«Тайные операции против Северного Вьетнама, например, не видны… как и нарушение Женевских соглашений 1954 года, завершивших колониальную войну Франции в Индокитае, или как противоречащая публичным заявлениям государственная политика различных министерств и ведомств. Тайные операции, в силу их засекреченности, не существуют – с позиции международных договоров и общественного мнения страны. Далее, секретные обязательства перед другими странами вовсе не рассматриваются как нарушение компетенции заключения международных договоров Сенатом, ибо эти обязательства публично не признаны» [23].

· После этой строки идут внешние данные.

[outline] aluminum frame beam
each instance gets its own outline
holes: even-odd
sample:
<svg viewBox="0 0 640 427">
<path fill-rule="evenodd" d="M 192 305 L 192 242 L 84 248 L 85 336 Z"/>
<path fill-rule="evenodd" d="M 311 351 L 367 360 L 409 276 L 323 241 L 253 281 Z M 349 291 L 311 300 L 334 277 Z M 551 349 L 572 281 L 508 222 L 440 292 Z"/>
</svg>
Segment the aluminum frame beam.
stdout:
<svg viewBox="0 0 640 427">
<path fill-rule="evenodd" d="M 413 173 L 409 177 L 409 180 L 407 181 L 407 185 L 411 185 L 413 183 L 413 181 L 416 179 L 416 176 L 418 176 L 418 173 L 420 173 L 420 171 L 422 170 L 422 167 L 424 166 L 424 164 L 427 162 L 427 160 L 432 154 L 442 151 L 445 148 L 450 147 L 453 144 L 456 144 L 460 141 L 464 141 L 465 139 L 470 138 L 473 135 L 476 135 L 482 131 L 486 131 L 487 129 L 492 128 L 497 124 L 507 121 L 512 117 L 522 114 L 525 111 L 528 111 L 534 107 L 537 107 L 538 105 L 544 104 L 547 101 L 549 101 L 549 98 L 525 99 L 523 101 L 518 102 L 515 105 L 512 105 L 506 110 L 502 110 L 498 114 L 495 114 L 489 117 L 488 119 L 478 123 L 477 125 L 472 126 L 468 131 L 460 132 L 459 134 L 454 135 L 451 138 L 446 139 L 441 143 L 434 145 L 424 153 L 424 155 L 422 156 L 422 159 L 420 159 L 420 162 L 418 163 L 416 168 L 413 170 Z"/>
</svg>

Фактическая цензура, которая оставляет так много американцев по-настоящему непросвещенными в истории иностранных дел США, может быть еще более эффективной, потому что она не является чересчур официозной, сложной или конспирологической, так как она бесхитростно вплетается в ткань образования и СМИ. Не нужно никакого заговора. Редакторам «Сборника новостей» (Reader’s Digest) и «Американских новостей и мировых сводок» (U. S. News & World Report) нет необходимости тайно встречаться с представителями «Эн-би-си» (NBC) на конспиративной квартире ФБР, чтобы запланировать сюжеты и программы следующего месяца. Истина заключается в том, что эти люди не достигли бы занимаемых ими должностей, если бы они сами не прошли по тем же туннелям закамуфлированной истории, выходя оттуда с избирательной памятью и общепринятым мнением.
«Переворот в Китае – это революция, вызванная, если проанализировать, теми же причинами, что и британская, французская и американская революции» [24]. Это – космополитическое и великодушное мнение Дина Раска (Dean Rusk), тогда еще заместителя госсекретаря по дальневосточным делам, позже госсекретаря США. Когда мистер Раск говорил это в 1950 году, другие члены его правительства активно участвовали в заговоре с целью свержения китайского революционного правительства.
Это было обычным явлением. Во многих случаях, описанных далее в этой книге, можно найти высказывания вашингтонских чиновников высшего и среднего звена, которые ставят под вопрос политику вмешательства, выражают дурные предчувствия, основанные или на принципах (иногда показывая лучшие стороны американского либерализма), или на озабоченности, что вмешательство не послужит достижению достойной цели, а то и вовсе приведет к катастрофе. Я придавал мало значения таким расходящимся во мнениях заявлениям; также, в конечном счете, делали и те, кто принимал решения в Вашингтоне, которые в острой мировой обстановке разыгрывали антикоммунистические карты. Представляя в книге вмешательства США, я заявляю, что американская внешняя политика является именно тем, что она делает.
В 1993 году я столкнулся с обзором книги о людях, отрицающих реальность холокоста. Я написал автору, профессору из университета, что ее книга заставила меня задаться вопросом, знала ли она о существовании холокоста, совершенного Америкой, и что его отрицание превосходит по силе отрицание нацистского холокоста. Опровержение американского холокоста настолько широко и глубоко, что люди, отрицающие его, даже не знают о существовании несогласных с ними или их аргументах. Между тем несколько миллионов человек погибли в результате американского холокоста, еще больше были обречены жить в нищете и муках в результате американских вмешательств, начиная от Китая и Греции в 1940-х до Афганистана и Ирака в 1990-х. Я приложил список этих вмешательств, которые, конечно же, являются главной темой этой книги.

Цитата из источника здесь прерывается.